La sua allieva di paracadutismo si schianta al suolo. Indaga e scopre che è ancora viva, ed è un’agente del KGB ricercata dalla mafia russa.

RECENSIONI

Come nel precedente KGB–ultimo atto di Sarafian, il protagonista, ignaro, è coinvolto da una ragazza in un intrigo in cui dovrà affrontare la malavita: gli Stati Uniti dei primi anni novanta, in piena “distensione”, erano tutti baci-e-abbracci con gli ex-nemici della Guerra Fredda, anche ipocritamente. Quando, nel finale, si fa leva, con pomposa retorica, sul senso di giustizia individuale ed i valori universali, sono compresi nel progetto anche i “fratelli” (ravveduti), ridotti alla fame. Politica a parte, è un thriller d’inseguimento scritto e prodotto da David-Il Fuggitivo-Twohy: adrenalina, tensione, umorismo e spettacolarità sono garantiti, con il fulcro tematico del paracadutismo e relative sequenze aeree.

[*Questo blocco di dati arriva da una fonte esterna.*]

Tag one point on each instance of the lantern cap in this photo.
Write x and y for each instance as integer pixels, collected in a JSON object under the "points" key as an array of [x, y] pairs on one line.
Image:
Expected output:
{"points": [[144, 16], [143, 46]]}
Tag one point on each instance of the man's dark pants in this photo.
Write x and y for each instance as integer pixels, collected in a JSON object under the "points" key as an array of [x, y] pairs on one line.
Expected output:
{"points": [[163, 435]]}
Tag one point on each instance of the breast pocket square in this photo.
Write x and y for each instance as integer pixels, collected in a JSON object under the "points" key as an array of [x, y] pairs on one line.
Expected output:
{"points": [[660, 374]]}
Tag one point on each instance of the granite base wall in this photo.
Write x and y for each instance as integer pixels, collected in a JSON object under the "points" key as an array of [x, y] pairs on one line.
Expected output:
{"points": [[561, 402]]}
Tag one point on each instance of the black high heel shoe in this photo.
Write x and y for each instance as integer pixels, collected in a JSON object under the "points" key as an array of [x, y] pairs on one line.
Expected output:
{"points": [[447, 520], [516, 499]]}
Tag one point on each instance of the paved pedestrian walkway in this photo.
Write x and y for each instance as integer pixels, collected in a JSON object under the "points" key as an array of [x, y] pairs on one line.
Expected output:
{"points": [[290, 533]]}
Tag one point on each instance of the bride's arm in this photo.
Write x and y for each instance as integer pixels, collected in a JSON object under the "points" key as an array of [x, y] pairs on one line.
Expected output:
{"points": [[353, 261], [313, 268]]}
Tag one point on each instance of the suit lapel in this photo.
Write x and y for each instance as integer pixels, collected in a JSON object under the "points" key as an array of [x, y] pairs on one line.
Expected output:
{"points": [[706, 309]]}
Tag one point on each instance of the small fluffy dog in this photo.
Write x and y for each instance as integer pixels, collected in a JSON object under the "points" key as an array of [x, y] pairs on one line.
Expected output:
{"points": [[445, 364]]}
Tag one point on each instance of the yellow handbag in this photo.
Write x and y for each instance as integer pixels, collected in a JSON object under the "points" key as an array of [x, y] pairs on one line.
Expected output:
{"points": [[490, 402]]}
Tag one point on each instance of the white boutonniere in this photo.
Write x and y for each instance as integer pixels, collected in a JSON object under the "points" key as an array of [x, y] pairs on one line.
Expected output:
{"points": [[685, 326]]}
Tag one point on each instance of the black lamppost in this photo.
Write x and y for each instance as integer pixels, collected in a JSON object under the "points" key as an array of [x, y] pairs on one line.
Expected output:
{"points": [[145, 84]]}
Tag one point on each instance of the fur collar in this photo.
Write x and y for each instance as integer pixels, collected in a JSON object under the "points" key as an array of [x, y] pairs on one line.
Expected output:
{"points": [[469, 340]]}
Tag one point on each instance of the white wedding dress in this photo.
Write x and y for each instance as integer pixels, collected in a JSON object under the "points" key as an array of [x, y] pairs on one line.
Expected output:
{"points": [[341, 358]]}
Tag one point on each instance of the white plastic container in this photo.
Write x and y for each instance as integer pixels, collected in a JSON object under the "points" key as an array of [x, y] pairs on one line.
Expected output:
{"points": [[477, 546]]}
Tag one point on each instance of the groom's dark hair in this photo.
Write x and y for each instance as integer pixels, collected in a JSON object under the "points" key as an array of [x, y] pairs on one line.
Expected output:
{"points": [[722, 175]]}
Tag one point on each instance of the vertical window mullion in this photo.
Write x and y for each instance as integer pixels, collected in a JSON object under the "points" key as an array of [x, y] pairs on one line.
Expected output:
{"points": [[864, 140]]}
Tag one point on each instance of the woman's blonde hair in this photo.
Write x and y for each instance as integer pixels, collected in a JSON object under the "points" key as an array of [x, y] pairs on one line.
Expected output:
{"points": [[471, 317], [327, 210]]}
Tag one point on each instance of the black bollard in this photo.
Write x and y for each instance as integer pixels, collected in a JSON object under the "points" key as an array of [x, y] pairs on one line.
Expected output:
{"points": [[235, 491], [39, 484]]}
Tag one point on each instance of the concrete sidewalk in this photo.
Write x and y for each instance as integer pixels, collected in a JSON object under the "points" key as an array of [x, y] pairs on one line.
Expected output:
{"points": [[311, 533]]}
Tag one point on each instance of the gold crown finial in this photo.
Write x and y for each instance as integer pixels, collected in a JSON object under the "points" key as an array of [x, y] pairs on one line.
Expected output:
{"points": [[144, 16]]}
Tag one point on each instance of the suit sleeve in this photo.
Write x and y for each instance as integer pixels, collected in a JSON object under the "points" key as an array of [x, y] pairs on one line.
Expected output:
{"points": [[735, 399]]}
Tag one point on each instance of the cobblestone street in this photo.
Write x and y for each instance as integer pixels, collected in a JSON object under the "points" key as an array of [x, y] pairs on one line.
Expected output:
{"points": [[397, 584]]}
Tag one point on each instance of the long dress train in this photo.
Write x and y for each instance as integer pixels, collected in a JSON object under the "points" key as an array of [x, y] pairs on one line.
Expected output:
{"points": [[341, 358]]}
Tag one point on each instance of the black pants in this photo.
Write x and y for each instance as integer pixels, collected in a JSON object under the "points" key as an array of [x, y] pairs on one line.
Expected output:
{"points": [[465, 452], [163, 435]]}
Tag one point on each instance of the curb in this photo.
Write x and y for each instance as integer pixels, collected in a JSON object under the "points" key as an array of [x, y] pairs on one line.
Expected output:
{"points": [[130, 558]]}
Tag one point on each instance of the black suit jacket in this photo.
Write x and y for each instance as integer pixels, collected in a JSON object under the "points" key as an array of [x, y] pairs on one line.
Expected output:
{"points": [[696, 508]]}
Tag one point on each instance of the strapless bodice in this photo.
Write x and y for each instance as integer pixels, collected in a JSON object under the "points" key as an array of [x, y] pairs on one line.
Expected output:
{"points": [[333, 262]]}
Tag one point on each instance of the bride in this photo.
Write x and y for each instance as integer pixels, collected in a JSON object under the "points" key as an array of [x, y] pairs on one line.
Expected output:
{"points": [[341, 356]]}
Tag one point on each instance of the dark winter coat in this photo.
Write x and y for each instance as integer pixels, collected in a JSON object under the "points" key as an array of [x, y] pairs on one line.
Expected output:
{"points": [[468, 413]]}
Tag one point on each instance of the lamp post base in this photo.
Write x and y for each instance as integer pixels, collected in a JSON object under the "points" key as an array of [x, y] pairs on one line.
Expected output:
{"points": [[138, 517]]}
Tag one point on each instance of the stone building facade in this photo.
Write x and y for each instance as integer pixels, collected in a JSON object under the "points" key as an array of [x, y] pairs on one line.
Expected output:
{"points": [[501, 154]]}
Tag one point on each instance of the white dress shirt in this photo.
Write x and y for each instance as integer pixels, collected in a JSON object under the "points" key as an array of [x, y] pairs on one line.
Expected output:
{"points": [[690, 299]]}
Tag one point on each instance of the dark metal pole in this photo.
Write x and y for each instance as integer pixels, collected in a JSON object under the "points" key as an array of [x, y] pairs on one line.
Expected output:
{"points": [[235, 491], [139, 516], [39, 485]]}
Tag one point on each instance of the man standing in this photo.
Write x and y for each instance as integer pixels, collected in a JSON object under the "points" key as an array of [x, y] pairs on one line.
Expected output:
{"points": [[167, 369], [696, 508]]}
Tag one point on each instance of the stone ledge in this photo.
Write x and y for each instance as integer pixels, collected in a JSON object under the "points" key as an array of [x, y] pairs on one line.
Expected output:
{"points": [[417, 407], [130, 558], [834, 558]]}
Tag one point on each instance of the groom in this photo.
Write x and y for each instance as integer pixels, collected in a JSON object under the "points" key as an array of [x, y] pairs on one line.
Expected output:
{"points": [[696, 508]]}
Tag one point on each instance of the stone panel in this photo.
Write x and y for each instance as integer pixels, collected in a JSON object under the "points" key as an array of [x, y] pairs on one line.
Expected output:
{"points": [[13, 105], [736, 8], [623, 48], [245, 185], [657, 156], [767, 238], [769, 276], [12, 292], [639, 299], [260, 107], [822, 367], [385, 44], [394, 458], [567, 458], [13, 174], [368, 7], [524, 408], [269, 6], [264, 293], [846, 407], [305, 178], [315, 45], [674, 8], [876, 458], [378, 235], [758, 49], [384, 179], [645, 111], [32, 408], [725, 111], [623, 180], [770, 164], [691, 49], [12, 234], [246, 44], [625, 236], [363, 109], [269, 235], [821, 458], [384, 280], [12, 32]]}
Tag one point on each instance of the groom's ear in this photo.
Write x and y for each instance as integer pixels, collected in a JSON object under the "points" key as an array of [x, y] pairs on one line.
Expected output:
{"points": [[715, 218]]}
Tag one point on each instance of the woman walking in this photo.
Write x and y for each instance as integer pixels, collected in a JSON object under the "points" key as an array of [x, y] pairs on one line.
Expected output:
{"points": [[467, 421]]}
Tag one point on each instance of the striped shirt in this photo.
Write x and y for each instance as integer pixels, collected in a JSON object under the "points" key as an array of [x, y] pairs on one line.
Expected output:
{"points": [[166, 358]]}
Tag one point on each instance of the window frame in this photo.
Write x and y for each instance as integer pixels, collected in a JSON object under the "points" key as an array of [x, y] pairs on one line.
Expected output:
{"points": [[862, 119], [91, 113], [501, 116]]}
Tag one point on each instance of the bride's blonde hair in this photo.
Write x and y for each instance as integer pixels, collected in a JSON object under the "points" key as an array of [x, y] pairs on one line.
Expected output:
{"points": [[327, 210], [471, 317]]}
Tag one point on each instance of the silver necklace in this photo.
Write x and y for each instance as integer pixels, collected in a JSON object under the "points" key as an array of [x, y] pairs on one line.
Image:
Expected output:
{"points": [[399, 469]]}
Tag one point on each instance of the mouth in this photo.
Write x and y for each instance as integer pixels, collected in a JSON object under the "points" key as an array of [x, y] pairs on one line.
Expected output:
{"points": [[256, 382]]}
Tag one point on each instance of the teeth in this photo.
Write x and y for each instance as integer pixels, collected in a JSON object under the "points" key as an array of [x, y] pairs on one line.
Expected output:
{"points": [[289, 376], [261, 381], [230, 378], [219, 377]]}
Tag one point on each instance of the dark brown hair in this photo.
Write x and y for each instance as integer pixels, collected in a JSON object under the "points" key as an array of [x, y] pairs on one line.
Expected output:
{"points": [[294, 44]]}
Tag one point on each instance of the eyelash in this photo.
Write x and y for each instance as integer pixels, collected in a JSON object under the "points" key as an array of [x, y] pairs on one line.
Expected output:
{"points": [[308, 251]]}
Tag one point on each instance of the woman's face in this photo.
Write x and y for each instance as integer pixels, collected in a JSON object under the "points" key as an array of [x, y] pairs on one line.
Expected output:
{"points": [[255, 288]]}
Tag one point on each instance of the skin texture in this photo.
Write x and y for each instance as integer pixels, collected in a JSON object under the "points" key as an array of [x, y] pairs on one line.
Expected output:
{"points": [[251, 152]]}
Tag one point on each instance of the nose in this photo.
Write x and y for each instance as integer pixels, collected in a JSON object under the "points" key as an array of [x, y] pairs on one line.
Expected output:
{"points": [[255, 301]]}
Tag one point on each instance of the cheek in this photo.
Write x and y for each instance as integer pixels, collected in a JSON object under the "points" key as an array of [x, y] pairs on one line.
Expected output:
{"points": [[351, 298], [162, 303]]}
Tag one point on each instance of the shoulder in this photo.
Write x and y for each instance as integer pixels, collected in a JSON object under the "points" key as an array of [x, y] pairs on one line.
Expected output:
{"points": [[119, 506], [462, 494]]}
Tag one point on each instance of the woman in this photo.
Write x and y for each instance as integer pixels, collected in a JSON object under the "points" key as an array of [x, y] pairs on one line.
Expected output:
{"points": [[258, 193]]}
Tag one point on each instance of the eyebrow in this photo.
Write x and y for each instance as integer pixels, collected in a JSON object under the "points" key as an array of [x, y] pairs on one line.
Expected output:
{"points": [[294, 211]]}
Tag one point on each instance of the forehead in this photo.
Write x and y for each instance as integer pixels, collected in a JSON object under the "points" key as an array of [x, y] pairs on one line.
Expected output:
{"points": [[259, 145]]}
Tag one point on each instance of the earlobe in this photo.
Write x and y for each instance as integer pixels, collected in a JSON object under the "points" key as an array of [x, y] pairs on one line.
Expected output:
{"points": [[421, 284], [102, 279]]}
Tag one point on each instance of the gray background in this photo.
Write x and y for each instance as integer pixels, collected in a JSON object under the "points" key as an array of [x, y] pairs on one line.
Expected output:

Da citare lo slalom iniziale fra i grattacieli, con Charlie Sheen che entra in scena con deretano e scritta “Kiss this”: tutto il suo ruolo si svolgerà sulle due coordinate, maldestre, del macho e del buffone, tenendo conto della mimica facciale dell’attore e giocando sul ribelle, finto duro che soccombe di fronte al vero sesso forte, quello femminile (Nastassja Kinski: dolce, bella, sprecata). Ancor più d’effetto e divertenti sono le sequenze del viaggio, con l’epidermide “frullata” sul prototipo a 250 miglia all’ora e le riprese (con il supporto di adeguati effetti speciali) dell’auto in caduta libera. Aggiungendo il ritmo all’insegna della velocità di moda (Speed è dello stesso anno), sono esauriti gli ingredienti validi del film, occasione sprecata per il mediocre Deran Sarafian di alzare il tiro grazie al budget e alla disponibilità di uno sceneggiatore di grido: la sua messinscena si riconferma dotata tecnicamente e disastrosa a livello espositivo. Imperdonabile, fra le altre cose, la totale inverosimiglianza di un protagonista che si presta ad azioni di spionaggio ignaro del fine e, almeno intuitivamente, colmo di sfiducia verso la donzella che lo spinge a compierle: d’altronde, è altrettanto improbabile che una professionista insista a volere accanto a sé un uomo qualunque. Bastava poco, un dettaglio, una finezza, per rendere tutto più plausibile. Infausta anche la scelta delle continue battute dementi lasciate in bocca a Sheen: si poteva far lavorare solo l’egregio spy-thriller d’azione violenta con commedia sentimentale e donna fatale. La canzone dei titoli di coda, “This cowboy song”, è firmata da Sting.